RIP Scoot by Sara Flemington
Dashiell Hammett’s Red Harvest and Mark Haddon’s The Curious Incident of the Dog in the Night-Time meet The Big Lebowski in this literary mystery that asks us to examine what stories, real or fiction, become the metaphors we use for working through our own challenges and uncertainties.
Twentysomething Austin lives alone in a crumbling office-turned-studio apartment of a former mops, brushes and brooms factory in Toronto. After a deformed and lice-ridden cat turns up at his door, then abruptly dies three weeks later, Austin begins to find frightening coincidences connecting him to a squatter living in his local Walmart, a botanical garden in Missouri, a shipping route from Greece, a muralist in Japan, the world of an online dystopia and more. As the obsession with piecing together the mystery surrounding his dead pet, and the reward the cat is potentially worth, takes over, Austin confronts his financial and family issues, his self-imposed isolation and his abandoned sense of direction, and discovers what purpose this mystery might actually serve in helping him cope with, and potentially recover, all that he’s really lost.
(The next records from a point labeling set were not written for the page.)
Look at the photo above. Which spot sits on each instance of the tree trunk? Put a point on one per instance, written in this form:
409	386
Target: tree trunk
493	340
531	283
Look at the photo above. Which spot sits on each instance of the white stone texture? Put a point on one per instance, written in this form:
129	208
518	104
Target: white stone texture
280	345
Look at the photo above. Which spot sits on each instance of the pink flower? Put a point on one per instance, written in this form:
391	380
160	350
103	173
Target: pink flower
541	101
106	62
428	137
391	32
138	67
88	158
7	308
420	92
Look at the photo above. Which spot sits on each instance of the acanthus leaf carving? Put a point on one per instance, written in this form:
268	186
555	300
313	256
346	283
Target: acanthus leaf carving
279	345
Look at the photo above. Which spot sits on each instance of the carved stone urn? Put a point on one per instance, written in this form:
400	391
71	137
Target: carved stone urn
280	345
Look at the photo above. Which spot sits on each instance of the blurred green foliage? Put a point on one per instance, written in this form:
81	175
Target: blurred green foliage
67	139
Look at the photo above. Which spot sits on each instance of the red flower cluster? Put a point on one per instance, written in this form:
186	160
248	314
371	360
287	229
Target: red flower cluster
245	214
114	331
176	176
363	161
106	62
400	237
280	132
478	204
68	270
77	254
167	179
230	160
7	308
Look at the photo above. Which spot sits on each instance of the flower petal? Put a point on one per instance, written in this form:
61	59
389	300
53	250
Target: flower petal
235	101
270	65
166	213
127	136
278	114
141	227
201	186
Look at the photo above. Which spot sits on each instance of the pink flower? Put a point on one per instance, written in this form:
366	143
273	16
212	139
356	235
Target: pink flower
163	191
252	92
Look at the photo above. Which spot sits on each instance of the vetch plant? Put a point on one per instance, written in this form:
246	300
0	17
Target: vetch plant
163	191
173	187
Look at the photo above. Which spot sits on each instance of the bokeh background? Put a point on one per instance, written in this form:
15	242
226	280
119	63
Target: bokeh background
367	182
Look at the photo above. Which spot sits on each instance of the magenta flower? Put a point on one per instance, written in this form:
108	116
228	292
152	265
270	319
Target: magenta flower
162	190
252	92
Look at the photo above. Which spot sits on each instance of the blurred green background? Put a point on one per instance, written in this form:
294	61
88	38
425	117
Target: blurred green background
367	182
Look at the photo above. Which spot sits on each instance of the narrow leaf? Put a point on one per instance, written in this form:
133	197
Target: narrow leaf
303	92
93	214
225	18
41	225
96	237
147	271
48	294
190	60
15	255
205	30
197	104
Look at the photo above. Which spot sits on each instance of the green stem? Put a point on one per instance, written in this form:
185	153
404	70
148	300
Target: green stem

In the end, RIP Scoot is as much a story about an anomalous dead cat as it is a rich, conscientious depiction of grief, complicated relationships and the choices that occur when fighting change is no longer an option.
Sara Flemington is the author of the novel Egg Island. Her short fiction has appeared in the Feathertale Review, Eclectica, subTerrain and others. Sara lives in Toronto.